Clinton Betting Against Syria's Assad
US Secretary of State Hillary Clinton said Thursday she is "betting against" Syrian President Bashar al-Assad's staying in power.
"The strategy followed by the Syrians and their allies is one that can't stand the test of legitimacy or even brutality for any length of time," Clinton told.
"There will be increasingly capable opposition forces. They will from somewhere, somehow, find the means to defend themselves as well as begin offensive measures," she added.
"It is clear to me there will be a breaking point," Clinton said. "I wish it would be sooner, so that more lives would be saved, than later, but I have absolutely no doubt there will be such a breaking point."
Clinton's remarks were made after a reporter asked her about Russia and China, which have blocked UN Security Council resolutions designed to end the violence in Syria.
"The pressure will build on countries like Russia and China because world opinion is not going to stand idly by. Arab opinion is not going to be satisfied watching two nations, one for commercial reasons one for commercial and ideological reasons, bolstering a regime that is defying every rule of modern international norms," she said.
She added that the "brutality" of Syrian President Bashar al-Assad's regime against its own people was "unsustainable in the internet age."
"When Assad's father conducted his horrific attacks back in the early '80s, there was no Internet, there was no Twitter, there were no social communication sites. There was no satellite television," Clinton said.
"It's much harder, and thankfully so, to have that level of brutality - shelling with artillery your own people - not be known by everyone, most particularly your own people, not after the fact but in real time," she added.
"In the event that he continues to refuse, we think that the pressure will continue to build," she said. "So it's a fluid situation. But if I were a betting person for the medium term and certainly the long term, I would be betting against Assad."

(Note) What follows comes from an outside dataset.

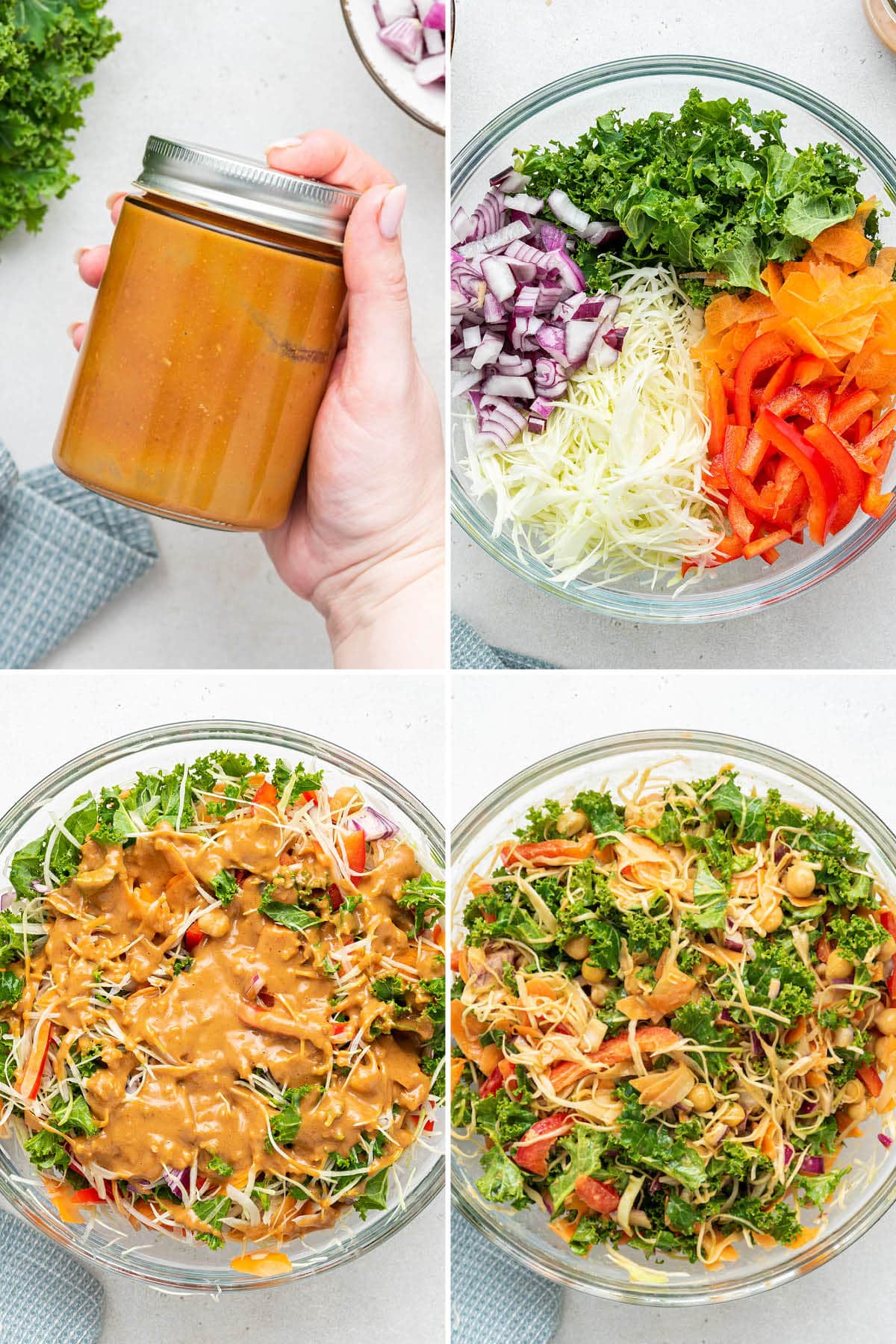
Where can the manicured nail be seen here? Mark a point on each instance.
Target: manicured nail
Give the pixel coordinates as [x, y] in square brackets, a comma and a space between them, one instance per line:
[391, 211]
[290, 143]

Her remarks came as Assad's forces shelled rebel-held districts of the flashpoint city of Homs for the 20th straight day on Thursday. Hundreds have been killed in Homs, a focal point of unrest, in recent weeks.
Residents of Homs fear Assad plans to follow in his father's footsteps of his father Hafez whose father put down a rebellion in Hama 30 years ago, killing at least 10,000.
The violence in Homs is only the latest in over a year of bloody crackdowns by Assad that UN Human Rights officials say has claimed at least 5,400 civilian lives.
However, UN officials stopped counting saying pervasive chaos in Syria made an accurate accounting impossible. Independent human rights group say the death toll now exceeds 7,300.
In London for an international conference aimed at finding ways to solve two-decades of pervasive blight and unrest in Somalia, Clinton is next headed for a gathering of Western and Arab powers on Friday in Tunis.
The Tunis "Friends of Syria" meeting is expected to be attended by more than 70 nations and international groups. It is unclear what steps would be undertaken in Tunis, but it is widely expected a push to close gaps in sanctions on Damascus in Asia, Eastern Europe, and Russia will be made.
However, US officials on Tuesday did say arming Syria's rebels could "become an alternative." It is unknown whether the meeting in Tunis will address arms, but observers say it is unlikely.
Russia, long-wary of regime change and protecting tens of billions of dollars in trade with Syria, said it will not attend the Tunis meeting.